Clinical biochemistry findings:
effects observed, non-treatment-related
Description (incidence and severity):
There were some statistically significant differences in clinical chemistry parameters measured at 4, 8 and 13 weeks between treated and control groups, but the differences were small and none were seemingly treatment-related.
Urinalysis findings:
effects observed, treatment-related
Description (incidence and severity):
There was a dose-related reduction in urinary pH in both sexes, which was probably attributable to the presence of acidic taurine in the urine.
Organ weight findings including organ / body weight ratios:
effects observed, treatment-related
Description (incidence and severity):
Small but significant reductions in absolute and relative thyroid/parathyroid gland weights in males at 1000 mg/kg and in females at 300, 600 and 1000 mg/kg were attributable to control values that were relatively high compared with laboratory historical controls and concurrent controls.
Because of the differences in thyroid weights at necropsy, serum TSH and T4 were measured.
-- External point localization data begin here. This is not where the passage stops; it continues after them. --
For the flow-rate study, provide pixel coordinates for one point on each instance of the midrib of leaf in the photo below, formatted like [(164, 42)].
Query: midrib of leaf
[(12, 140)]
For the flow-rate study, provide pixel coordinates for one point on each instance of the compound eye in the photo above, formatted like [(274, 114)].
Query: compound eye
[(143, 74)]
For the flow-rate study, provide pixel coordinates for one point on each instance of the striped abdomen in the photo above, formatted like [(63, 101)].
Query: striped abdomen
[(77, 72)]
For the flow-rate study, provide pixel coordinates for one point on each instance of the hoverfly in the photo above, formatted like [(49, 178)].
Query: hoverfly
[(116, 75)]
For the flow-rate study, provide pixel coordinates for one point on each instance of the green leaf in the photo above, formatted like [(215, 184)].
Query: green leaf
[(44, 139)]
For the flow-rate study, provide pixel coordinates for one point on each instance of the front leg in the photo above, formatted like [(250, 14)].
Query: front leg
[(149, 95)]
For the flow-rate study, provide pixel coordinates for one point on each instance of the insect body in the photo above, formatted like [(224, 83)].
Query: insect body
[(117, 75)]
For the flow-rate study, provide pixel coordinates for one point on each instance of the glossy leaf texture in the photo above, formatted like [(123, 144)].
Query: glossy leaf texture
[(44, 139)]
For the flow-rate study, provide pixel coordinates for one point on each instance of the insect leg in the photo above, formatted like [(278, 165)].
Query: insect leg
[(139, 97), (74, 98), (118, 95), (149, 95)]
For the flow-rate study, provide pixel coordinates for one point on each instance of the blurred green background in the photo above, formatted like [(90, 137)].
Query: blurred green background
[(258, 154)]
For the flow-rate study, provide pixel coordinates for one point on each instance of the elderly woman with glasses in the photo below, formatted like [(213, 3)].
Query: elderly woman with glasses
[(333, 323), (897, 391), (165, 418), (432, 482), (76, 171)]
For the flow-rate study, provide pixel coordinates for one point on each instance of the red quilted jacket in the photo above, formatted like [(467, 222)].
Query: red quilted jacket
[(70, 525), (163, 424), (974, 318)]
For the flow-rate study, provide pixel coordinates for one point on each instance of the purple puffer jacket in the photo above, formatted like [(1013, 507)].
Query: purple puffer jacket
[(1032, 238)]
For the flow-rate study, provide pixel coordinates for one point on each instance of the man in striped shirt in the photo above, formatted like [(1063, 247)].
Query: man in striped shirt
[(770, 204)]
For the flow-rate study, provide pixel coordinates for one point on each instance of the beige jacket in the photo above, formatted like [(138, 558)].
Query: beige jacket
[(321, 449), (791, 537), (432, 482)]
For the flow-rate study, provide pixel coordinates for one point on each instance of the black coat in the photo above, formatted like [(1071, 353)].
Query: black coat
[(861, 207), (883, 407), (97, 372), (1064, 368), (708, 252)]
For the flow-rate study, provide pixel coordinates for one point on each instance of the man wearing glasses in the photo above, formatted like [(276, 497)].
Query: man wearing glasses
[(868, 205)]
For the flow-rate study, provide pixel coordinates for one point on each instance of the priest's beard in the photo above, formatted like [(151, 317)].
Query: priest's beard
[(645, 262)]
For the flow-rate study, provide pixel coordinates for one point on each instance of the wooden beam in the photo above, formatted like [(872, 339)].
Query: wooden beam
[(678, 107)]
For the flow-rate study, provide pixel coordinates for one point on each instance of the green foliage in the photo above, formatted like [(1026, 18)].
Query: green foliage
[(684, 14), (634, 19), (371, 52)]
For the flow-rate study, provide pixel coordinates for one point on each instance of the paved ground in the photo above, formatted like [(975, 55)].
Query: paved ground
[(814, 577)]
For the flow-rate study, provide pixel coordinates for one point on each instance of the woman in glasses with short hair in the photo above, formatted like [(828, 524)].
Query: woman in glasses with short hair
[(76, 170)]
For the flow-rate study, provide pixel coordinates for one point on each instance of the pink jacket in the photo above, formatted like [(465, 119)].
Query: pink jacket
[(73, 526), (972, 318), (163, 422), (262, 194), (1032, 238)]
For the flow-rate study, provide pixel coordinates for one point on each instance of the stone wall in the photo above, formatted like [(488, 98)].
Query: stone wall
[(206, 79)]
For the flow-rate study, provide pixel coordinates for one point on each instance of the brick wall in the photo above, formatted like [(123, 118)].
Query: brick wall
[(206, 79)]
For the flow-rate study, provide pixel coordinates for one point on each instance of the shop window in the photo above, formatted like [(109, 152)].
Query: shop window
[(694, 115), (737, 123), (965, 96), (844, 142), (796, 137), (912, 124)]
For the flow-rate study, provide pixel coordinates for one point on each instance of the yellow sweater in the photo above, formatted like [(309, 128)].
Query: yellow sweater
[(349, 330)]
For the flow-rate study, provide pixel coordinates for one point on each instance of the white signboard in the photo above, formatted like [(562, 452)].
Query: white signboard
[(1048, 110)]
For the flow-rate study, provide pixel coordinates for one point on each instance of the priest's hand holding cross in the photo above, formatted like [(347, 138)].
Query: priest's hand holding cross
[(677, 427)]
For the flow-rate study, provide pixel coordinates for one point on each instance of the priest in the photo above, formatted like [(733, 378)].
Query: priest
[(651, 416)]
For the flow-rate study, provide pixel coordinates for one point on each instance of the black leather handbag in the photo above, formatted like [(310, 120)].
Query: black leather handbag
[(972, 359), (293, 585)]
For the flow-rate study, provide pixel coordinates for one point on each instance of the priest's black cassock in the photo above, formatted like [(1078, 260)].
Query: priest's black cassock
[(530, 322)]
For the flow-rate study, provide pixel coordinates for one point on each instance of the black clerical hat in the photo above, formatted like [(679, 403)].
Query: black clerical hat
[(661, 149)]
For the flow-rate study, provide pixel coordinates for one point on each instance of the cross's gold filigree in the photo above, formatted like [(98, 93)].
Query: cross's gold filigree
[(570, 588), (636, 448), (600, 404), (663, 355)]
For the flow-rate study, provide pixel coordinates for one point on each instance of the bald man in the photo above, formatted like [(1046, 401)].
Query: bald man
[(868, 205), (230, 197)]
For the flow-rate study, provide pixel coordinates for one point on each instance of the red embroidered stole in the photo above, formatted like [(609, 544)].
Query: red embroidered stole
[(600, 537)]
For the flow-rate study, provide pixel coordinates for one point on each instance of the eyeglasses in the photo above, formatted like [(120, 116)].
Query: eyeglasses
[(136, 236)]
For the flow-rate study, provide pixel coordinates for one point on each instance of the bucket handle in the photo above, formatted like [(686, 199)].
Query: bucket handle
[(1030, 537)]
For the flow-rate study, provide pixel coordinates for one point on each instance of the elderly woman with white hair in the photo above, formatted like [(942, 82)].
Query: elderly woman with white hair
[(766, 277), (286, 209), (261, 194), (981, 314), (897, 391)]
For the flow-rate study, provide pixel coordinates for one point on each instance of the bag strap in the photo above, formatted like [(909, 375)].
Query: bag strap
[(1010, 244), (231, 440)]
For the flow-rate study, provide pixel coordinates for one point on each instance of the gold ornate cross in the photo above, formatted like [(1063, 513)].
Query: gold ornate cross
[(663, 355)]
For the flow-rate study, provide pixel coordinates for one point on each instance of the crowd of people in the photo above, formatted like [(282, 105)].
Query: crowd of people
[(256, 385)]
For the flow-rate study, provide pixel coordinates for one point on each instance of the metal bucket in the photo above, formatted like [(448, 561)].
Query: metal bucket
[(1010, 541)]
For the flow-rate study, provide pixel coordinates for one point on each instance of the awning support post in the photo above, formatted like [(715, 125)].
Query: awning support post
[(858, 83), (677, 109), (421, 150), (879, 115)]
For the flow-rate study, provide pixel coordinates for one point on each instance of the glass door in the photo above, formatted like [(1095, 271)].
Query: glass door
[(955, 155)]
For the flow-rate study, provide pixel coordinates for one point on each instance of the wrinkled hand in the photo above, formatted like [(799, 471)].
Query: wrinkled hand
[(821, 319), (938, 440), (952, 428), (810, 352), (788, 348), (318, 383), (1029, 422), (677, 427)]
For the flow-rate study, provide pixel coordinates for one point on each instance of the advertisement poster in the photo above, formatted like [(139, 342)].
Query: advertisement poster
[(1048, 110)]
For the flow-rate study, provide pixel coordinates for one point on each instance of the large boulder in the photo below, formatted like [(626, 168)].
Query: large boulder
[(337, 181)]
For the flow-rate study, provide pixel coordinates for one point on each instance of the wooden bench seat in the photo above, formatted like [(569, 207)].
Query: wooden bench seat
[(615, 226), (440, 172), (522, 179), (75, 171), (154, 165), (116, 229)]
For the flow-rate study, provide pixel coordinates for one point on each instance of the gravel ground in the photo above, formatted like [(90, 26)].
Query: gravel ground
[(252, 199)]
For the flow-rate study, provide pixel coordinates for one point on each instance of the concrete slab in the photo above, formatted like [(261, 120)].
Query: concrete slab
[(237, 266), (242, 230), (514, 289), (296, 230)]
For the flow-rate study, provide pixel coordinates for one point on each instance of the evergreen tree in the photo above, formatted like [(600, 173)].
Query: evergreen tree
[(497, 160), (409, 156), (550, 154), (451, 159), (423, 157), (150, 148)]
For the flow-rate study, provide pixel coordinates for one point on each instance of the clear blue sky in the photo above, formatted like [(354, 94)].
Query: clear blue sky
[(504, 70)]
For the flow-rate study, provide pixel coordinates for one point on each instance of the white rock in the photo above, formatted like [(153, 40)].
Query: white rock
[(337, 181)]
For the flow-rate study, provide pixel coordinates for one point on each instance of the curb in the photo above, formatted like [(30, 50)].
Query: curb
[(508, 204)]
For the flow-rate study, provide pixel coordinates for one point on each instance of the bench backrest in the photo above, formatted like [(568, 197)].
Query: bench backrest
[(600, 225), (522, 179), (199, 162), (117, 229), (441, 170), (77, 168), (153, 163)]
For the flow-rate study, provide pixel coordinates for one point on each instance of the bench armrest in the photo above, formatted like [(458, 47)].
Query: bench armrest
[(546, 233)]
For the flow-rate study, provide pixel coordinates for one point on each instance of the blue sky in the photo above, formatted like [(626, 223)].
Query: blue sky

The only finding was a significant reduction in TSH levels in 600 mg/kg males at 4 weeks.
Histopathological findings: non-neoplastic:
effects observed, non-treatment-related
Description (incidence and severity):
There were no treatment-related gross or microscopic findings in any organs or tissues, including the thyroid.

Effect levels

open allclose all
Key result
Dose descriptor:
LOAEL
Effect level:
300 mg/kg bw/day (actual dose received)
Based on:
test mat.
Sex:
male/female
Basis for effect level:
behaviour (functional findings)
clinical signs
Key result
Dose descriptor:
other: Observed Safe Level
Effect level:
100 mg/kg bw/day (actual dose received)
Based on:
test mat.
Sex:
male/female
Remarks on result:
not measured/tested
Remarks:
From FEEDAP Panel estimated Observed Safe Limit (OSL) in humans to be 6 g/person per day (corresponding to 100 mg/kg bw per day).

Target system / organ toxicity

Key result
Critical effects observed:
no
Lowest effective dose / conc.:
300 mg/kg bw/day (actual dose received)
System:
nervous system

Any other information on results incl. tables

Males                                     Females

Dose (mg/kg bw/day)              0          300      600      1000    0          300       600     1000

Number of animals                  20        20        20        20        20        20         20       20

Observations

Increased activity                   1/1       5/4       4/4       11/8     3/2       36/10   29/10   62/16  

Chewing of forelimb(s)          0/0      0/0       2/2       3/3      0/0      3/2       3/3       11/7

Chewing of hindlimb(s)         0/0      0/0       0/0       1/1      0/0       1/1       2/2       2/2

Chewing of cage                    0/0      0/0       0/0       1/1      0/0       0/0       1/1       2/2

Hyper-reactive to touch          0/0     0/0     0/0       1/1     0/0       0/0       0/0    0/0

Applicant's summary and conclusion

Conclusions:
The results of this sub-chronic study show that 1000 mg/kg bw/day is a clear effect level for behavioural changes while the lower doses of 300 and 600 mg/kg bw/day are marginal effect levels in males but clear effect levels in females. Thus, a NOAEL for behavioural effects in rats has not been established.
Therefore, a GLP-and OECD-compliant neurotoxicity study was conducted (please see chapter 7.9.1). Based on these results no compound-related effects were reported at any dose with respect to locomotor activity testing or FOB parameters (including home cage, handling, open field, sensory, neuromuscular, or physiological observations). EFSA (2009) concluded that the results of this study are sufficient to address the behavioral concerns previously raised, and provide evidence for a NOAEL of 1,000 mg/kg body weight/day in the original toxicity study (i.e., WIL, 2001 ). A NOAEL of 1 ,656 mg/kg body weight was determined based on a lack of adverse physiological or behavioral effects following this 13 week exposure via drinking water in the follow-up neurological study.